PDA

View Full Version : Kraft partners with cacao producers



NewsWhore
10-18-2011, 01:40 PM
Kraft Foods announced a partnership to support small farmers in the Dominican Republic. The new partnership, which links USAID's support for small farmers with Kraft Foods' Cocoa Partnership, aims to increase local cocoa yields and quality, promote production of Fair Trade cacao, encourage more young adults to work along the cacao supply chain, and help more than 10,000 farmers in the USAID-supported National Confederation of Dominican Cacao (CONACADO) earn more income.

"Public-private partnerships like this one are a key part of USAID's development strategy in Latin America and the Caribbean, and it benefits all the stakeholders," said Mark Feierstein, USAID's Assistant Administrator for Latin America and the Caribbean. "Small farmers earn more money, businesses have access to a higher-quality product, and USAID raises extra resources for development."

Through its Cocoa Partnership, established in 2008, Kraft Foods has committed to invest $70 million over 10 years to improve farming and harvesting practices in the communities from which it sources cacao. Helping Dominican farmers produce more high-quality cacao in a sustainable way is important to the company's core business interests, since Kraft Foods buys much of the product used in its high-end Green & Black's brand from Dominican cacao producers.

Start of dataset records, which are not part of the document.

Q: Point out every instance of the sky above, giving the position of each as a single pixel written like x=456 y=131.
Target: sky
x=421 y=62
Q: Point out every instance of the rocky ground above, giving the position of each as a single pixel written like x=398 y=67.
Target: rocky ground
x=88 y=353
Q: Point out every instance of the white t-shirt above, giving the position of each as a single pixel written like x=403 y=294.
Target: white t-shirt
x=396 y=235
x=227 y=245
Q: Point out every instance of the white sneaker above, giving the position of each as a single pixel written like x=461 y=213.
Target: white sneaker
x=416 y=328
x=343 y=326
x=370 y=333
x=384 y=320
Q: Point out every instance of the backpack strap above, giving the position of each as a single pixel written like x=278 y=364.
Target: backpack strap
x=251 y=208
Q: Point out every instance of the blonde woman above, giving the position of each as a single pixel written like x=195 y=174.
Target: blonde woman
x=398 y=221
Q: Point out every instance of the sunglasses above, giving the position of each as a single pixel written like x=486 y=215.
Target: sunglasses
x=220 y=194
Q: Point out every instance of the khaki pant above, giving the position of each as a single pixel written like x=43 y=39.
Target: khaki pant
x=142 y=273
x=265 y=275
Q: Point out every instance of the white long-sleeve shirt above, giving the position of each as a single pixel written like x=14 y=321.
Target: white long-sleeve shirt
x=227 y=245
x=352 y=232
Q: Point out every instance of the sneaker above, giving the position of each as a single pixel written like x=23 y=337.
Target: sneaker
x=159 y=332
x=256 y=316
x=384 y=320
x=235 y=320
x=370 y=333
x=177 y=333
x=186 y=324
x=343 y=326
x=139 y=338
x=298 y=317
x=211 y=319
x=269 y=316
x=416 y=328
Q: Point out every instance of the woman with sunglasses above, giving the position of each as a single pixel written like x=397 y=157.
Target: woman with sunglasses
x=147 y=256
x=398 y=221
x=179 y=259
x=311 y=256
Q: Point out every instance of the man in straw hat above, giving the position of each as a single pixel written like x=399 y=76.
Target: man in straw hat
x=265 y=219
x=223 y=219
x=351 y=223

Bharat Puri, Senior Vice President, Global Chocolate, Kraft Foods highlighted the participation, saying: "The challenges facing today's cacao farmer cannot be solved by any one company or organization. Only by working together - public and private sectors along with farmers and civil society - will we be able to make the difference that's needed."

The Memorandum of Understanding was signed by Feierstein and Kraft Foods' Vice President of Global Public Policy, Anne Alonzo, and witnessed by US Ambassador to the Dominican Republic, Raul Yzaguirre. USAID and Kraft Foods plan to use this new agreement as a springboard for future collaboration in cacao-growing communities across Latin America and the Caribbean, Africa and Asia.